Estimate the per-bin bias from using soft assignments.

Parameters:
  • data_dict (Mapping[str, dict]) – Event collections with "NN_output" and "weight" entries, identical to what get_probs() expects.

  • steepness_scale (float, optional) – Additional factor applied to every steepness value before computing probabilities. Defaults to None for no rescaling.

  • eps (float, optional) – Small positive constant that guards against division by zero.

Returns:

One-dimensional array of length n_cats containing (hard - soft) / hard for each bin.

Return type:

np.ndarray

get_bin_indices(data, *, steepness_scale=None)#

Convert input data into hard bin indices.

Parameters:
  • data (Union[tf.Tensor, np.ndarray, Mapping[str, Any]]) – Input events as a tensor/array of shape (N, n_disc) or a mapping that mirrors the training loop structure with "NN_output" keys.

  • steepness_scale (float, optional) – Multiplicative factor applied to every sigmoid steepness. None (default) keeps the model’s stored values.

Returns:

Hard bin indices with dtype tf.int32. When data is a mapping, the result is a dict with the same keys and (N,) tensors. Otherwise a single (N,) tensor is returned.

Return type:

Union[tf.Tensor, dict]

get_differentiable_significance(data_dict, *, signal_labels, background_reweight=None, reweight_processes=None, return_details=False)#

Compute differentiable Asimov significances for sigmoid-based models.

Parameters:
  • data_dict (Mapping[str, dict]) – Input tensors with at least "NN_output" and "weight" fields.

  • signal_labels (Sequence[str]) – Names of the processes treated as signal.

  • background_reweight (array_like, optional) – Per-category scale factors applied to the accumulated background yield (length = n_cats).
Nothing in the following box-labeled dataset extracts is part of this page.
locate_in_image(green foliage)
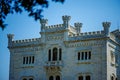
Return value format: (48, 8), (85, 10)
(0, 0), (65, 30)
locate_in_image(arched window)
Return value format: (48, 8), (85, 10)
(49, 76), (53, 80)
(111, 76), (114, 80)
(48, 49), (51, 61)
(22, 78), (27, 80)
(78, 52), (80, 60)
(56, 76), (60, 80)
(78, 76), (83, 80)
(89, 51), (91, 59)
(59, 48), (62, 60)
(53, 48), (58, 61)
(86, 75), (90, 80)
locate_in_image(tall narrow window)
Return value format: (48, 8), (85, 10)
(78, 52), (80, 60)
(81, 52), (84, 60)
(111, 76), (114, 80)
(86, 75), (90, 80)
(49, 76), (53, 80)
(26, 57), (28, 64)
(59, 48), (62, 60)
(85, 52), (87, 60)
(89, 51), (91, 59)
(53, 48), (57, 61)
(48, 49), (51, 61)
(56, 76), (60, 80)
(29, 78), (33, 80)
(32, 56), (34, 63)
(78, 76), (83, 80)
(29, 56), (31, 64)
(23, 57), (25, 64)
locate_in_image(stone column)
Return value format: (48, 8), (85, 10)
(40, 19), (48, 32)
(7, 34), (14, 47)
(62, 15), (71, 29)
(74, 22), (82, 34)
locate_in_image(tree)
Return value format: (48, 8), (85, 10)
(0, 0), (65, 30)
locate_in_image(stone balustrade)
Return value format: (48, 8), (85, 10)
(13, 38), (41, 43)
(45, 24), (63, 29)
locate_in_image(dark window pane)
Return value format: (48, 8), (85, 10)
(23, 57), (25, 64)
(29, 78), (33, 80)
(29, 56), (31, 64)
(26, 57), (28, 64)
(78, 52), (80, 60)
(81, 52), (84, 60)
(85, 52), (87, 60)
(48, 49), (51, 61)
(49, 76), (53, 80)
(59, 48), (62, 60)
(86, 76), (90, 80)
(89, 51), (91, 59)
(32, 56), (35, 63)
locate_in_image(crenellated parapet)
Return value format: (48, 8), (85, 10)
(8, 38), (41, 48)
(62, 15), (71, 29)
(13, 38), (40, 43)
(45, 24), (65, 32)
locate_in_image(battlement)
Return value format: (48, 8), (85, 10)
(12, 38), (41, 43)
(71, 31), (104, 37)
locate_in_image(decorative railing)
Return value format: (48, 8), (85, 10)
(45, 24), (63, 29)
(45, 61), (63, 67)
(71, 31), (104, 37)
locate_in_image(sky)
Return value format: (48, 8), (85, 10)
(0, 0), (120, 80)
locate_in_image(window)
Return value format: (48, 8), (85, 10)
(78, 76), (83, 80)
(77, 51), (91, 60)
(86, 76), (90, 80)
(88, 51), (91, 59)
(56, 76), (60, 80)
(29, 78), (33, 80)
(48, 49), (51, 61)
(59, 48), (62, 60)
(22, 78), (27, 80)
(53, 48), (57, 61)
(49, 76), (53, 80)
(23, 56), (34, 64)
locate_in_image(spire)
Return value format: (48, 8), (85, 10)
(102, 22), (111, 37)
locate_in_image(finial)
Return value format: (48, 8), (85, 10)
(102, 22), (111, 27)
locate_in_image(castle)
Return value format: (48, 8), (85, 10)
(7, 15), (120, 80)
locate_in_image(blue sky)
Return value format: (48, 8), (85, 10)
(0, 0), (120, 80)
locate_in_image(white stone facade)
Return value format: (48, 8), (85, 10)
(8, 15), (120, 80)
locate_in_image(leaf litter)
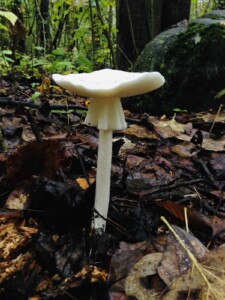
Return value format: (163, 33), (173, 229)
(0, 81), (225, 300)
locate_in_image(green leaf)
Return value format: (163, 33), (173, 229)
(52, 48), (66, 56)
(31, 92), (41, 100)
(0, 10), (18, 26)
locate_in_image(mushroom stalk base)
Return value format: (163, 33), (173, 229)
(93, 130), (112, 231)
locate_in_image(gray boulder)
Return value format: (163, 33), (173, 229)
(131, 10), (225, 113)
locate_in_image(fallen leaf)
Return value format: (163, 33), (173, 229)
(76, 177), (95, 190)
(125, 253), (163, 300)
(158, 226), (208, 285)
(160, 246), (225, 300)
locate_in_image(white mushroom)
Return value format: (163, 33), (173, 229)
(53, 69), (165, 231)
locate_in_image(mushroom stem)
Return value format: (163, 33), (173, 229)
(93, 130), (112, 231)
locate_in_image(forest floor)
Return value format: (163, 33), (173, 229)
(0, 78), (225, 300)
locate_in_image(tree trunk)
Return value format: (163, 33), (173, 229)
(40, 0), (50, 50)
(162, 0), (191, 30)
(116, 0), (191, 70)
(10, 0), (26, 60)
(116, 0), (163, 70)
(218, 0), (225, 9)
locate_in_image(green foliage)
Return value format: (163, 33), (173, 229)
(0, 10), (18, 26)
(0, 0), (116, 78)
None disables reweighting.

  • reweight_processes (Sequence[str], optional) – Background process names that should be scaled by the provided factors. If omitted, all background processes receive the reweighting.

  • return_details (bool, optional) – If True, also return the per-bin yield tensors used internally.

Returns:

  • OrderedDict – Map from signal label to differentiable significance.
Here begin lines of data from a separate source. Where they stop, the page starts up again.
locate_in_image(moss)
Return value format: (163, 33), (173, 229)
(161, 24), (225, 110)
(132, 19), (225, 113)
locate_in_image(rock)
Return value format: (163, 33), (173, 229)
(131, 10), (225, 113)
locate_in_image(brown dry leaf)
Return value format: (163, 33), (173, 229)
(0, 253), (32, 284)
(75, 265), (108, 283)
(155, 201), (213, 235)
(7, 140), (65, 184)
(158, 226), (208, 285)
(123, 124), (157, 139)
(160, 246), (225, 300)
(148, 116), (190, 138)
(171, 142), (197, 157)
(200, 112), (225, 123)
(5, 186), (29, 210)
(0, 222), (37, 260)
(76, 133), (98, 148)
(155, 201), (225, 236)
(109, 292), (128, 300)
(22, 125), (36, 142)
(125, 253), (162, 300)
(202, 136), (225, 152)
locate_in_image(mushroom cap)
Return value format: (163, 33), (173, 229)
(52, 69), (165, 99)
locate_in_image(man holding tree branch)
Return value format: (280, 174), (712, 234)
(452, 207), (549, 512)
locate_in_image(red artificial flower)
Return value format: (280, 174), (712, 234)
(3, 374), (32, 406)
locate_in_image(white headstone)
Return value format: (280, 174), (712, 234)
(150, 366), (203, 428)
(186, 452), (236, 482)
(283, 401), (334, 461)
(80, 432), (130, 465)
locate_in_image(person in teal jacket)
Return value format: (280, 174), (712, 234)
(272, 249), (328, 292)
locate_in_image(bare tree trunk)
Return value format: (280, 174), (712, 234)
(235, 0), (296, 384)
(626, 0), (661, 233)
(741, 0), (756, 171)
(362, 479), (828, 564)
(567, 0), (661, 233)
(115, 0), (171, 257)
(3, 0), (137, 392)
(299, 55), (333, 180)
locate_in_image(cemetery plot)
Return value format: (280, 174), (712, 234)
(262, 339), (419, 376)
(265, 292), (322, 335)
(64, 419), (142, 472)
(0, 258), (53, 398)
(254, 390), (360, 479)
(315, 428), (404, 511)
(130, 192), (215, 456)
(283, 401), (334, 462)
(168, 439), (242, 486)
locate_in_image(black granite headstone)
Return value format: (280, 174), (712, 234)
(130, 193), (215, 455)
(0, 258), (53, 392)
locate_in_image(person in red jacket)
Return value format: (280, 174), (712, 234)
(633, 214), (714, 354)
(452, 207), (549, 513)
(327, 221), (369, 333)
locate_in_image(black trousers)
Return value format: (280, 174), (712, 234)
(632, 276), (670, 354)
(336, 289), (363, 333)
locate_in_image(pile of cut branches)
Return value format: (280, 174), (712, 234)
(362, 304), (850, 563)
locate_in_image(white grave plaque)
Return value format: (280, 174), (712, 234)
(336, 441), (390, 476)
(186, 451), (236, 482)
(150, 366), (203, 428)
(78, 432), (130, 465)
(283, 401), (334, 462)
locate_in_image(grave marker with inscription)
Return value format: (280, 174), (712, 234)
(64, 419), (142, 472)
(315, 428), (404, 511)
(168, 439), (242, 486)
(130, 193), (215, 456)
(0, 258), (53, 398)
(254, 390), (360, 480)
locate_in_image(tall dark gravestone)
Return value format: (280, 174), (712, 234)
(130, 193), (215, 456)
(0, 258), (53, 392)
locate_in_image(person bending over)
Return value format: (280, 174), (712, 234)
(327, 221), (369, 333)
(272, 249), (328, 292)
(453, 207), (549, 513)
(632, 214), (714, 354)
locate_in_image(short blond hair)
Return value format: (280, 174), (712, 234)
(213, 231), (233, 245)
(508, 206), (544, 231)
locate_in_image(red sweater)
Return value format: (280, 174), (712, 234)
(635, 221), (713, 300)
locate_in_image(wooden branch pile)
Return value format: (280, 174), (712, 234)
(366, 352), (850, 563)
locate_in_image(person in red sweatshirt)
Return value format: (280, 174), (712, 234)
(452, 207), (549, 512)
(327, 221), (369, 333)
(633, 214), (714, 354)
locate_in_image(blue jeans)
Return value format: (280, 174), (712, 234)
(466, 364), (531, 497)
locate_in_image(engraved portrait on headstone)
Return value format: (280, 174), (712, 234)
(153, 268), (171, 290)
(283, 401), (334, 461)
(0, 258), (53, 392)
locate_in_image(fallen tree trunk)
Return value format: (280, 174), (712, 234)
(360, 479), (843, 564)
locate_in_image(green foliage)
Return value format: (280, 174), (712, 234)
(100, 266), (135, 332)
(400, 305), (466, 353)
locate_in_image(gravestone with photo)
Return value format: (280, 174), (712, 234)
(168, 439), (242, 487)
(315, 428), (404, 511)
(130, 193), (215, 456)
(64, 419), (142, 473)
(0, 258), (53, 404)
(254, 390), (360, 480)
  • tf.Tensor, optional – Background yield per bin (if return_details is True).

  • tf.Tensor, optional – Background sum of squared weights per bin (if return_details is True).
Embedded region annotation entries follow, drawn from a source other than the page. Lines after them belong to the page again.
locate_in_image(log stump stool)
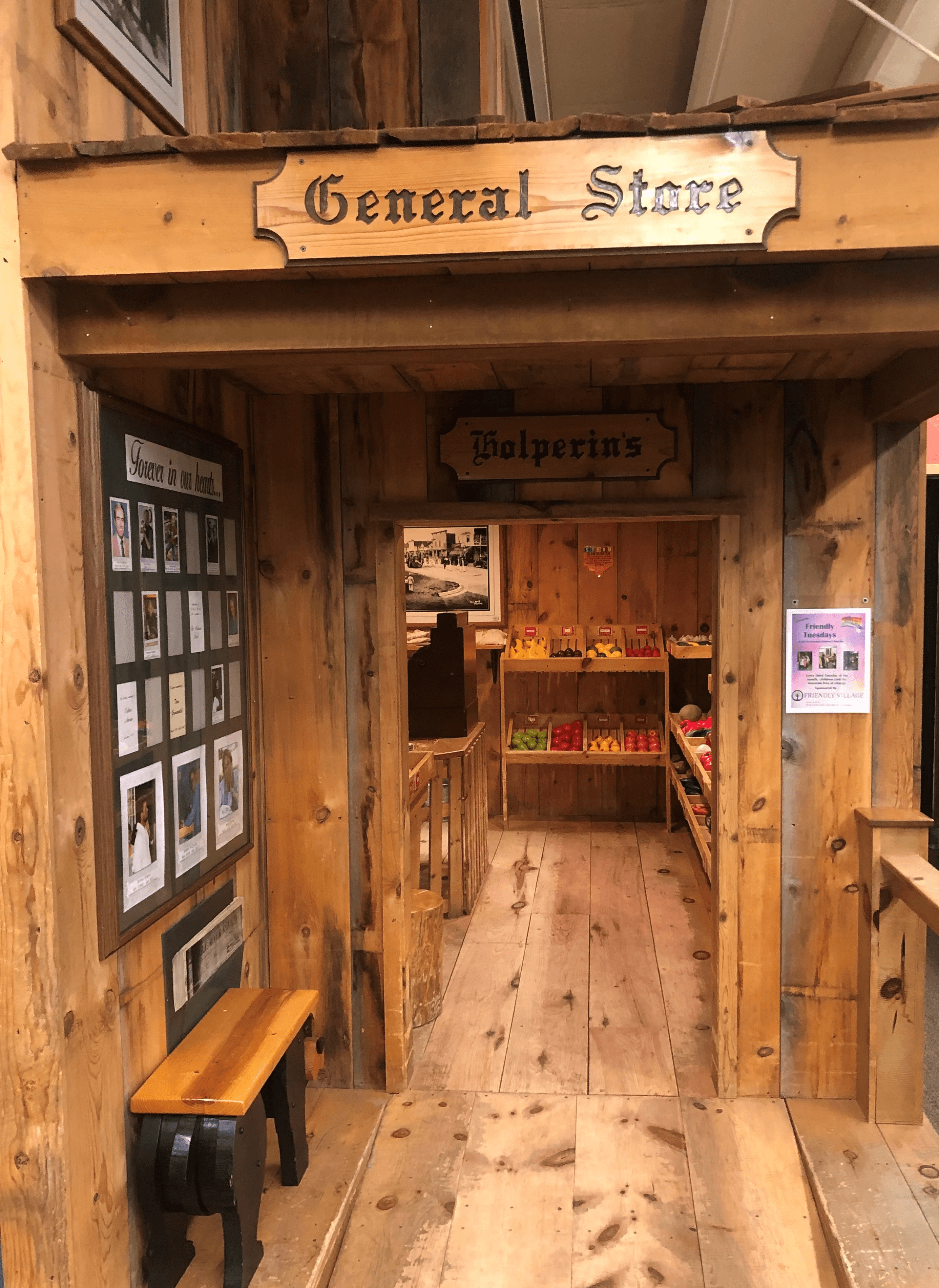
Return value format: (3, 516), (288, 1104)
(411, 890), (443, 1029)
(130, 988), (318, 1288)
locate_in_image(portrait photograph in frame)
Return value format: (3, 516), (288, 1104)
(404, 523), (502, 626)
(56, 0), (186, 134)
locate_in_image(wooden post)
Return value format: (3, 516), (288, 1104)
(447, 756), (469, 917)
(427, 761), (447, 913)
(711, 515), (740, 1096)
(854, 806), (931, 1126)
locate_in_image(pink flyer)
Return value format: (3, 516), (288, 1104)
(786, 608), (871, 715)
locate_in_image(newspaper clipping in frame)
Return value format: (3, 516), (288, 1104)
(212, 729), (245, 849)
(786, 608), (871, 715)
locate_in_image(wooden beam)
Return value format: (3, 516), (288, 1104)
(854, 806), (939, 1124)
(864, 349), (939, 422)
(369, 502), (742, 527)
(880, 853), (939, 935)
(18, 125), (939, 279)
(53, 259), (939, 368)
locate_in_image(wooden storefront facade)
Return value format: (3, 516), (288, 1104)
(0, 6), (939, 1285)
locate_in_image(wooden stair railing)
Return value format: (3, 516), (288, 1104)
(854, 806), (939, 1126)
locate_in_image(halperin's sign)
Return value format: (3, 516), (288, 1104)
(255, 131), (799, 263)
(440, 411), (677, 479)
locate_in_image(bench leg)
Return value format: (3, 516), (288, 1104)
(137, 1114), (196, 1288)
(199, 1096), (268, 1288)
(262, 1025), (309, 1185)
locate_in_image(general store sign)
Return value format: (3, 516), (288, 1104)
(255, 131), (799, 263)
(440, 411), (677, 479)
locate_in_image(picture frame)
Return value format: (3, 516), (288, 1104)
(404, 523), (505, 626)
(56, 0), (186, 134)
(79, 385), (256, 959)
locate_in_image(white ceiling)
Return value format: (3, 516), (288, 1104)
(522, 0), (939, 119)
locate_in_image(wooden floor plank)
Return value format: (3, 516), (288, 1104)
(440, 1095), (577, 1288)
(411, 932), (524, 1091)
(532, 822), (590, 917)
(682, 1097), (837, 1288)
(572, 1096), (703, 1288)
(179, 1087), (389, 1288)
(587, 823), (677, 1096)
(788, 1100), (939, 1288)
(466, 827), (547, 947)
(636, 823), (715, 1096)
(880, 1118), (939, 1239)
(330, 1091), (474, 1288)
(501, 912), (590, 1092)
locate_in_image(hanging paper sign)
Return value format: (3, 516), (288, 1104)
(440, 411), (677, 481)
(786, 608), (871, 714)
(584, 546), (613, 577)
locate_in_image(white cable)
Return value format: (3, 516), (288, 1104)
(848, 0), (939, 63)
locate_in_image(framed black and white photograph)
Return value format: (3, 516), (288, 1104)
(404, 524), (502, 626)
(56, 0), (186, 134)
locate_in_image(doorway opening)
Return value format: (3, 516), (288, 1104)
(387, 514), (738, 1096)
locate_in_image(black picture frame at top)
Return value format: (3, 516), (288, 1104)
(80, 388), (254, 958)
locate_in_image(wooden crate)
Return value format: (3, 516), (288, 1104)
(547, 625), (586, 671)
(505, 711), (551, 765)
(585, 714), (668, 766)
(502, 622), (549, 671)
(545, 711), (586, 765)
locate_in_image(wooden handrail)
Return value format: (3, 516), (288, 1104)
(880, 854), (939, 935)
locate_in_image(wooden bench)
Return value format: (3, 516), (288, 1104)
(130, 988), (318, 1288)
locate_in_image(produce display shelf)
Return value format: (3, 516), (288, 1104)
(668, 711), (714, 807)
(668, 765), (711, 881)
(502, 712), (668, 768)
(665, 640), (711, 659)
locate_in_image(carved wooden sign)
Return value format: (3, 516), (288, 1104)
(255, 131), (799, 263)
(440, 411), (677, 479)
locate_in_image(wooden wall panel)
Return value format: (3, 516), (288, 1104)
(502, 522), (712, 818)
(239, 0), (330, 130)
(694, 382), (783, 1096)
(337, 394), (427, 1087)
(871, 425), (926, 809)
(782, 381), (876, 1097)
(329, 0), (421, 130)
(12, 0), (241, 143)
(252, 396), (352, 1087)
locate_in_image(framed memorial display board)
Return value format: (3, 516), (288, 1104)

get_probs(data, *, steepness_scale=None)#

Soft weights gamma_ik for arbitrary input structure.

Accepts the same tensor / dict shapes used in the GMM example.

restore(path)#

Restore the model’s trainable variables from a checkpoint.

Parameters:

path (str) – Directory path to load the checkpoint from.

save(path)#

Save the model’s trainable variables to a checkpoint.

Parameters:

path (str) – Directory path to save the checkpoint.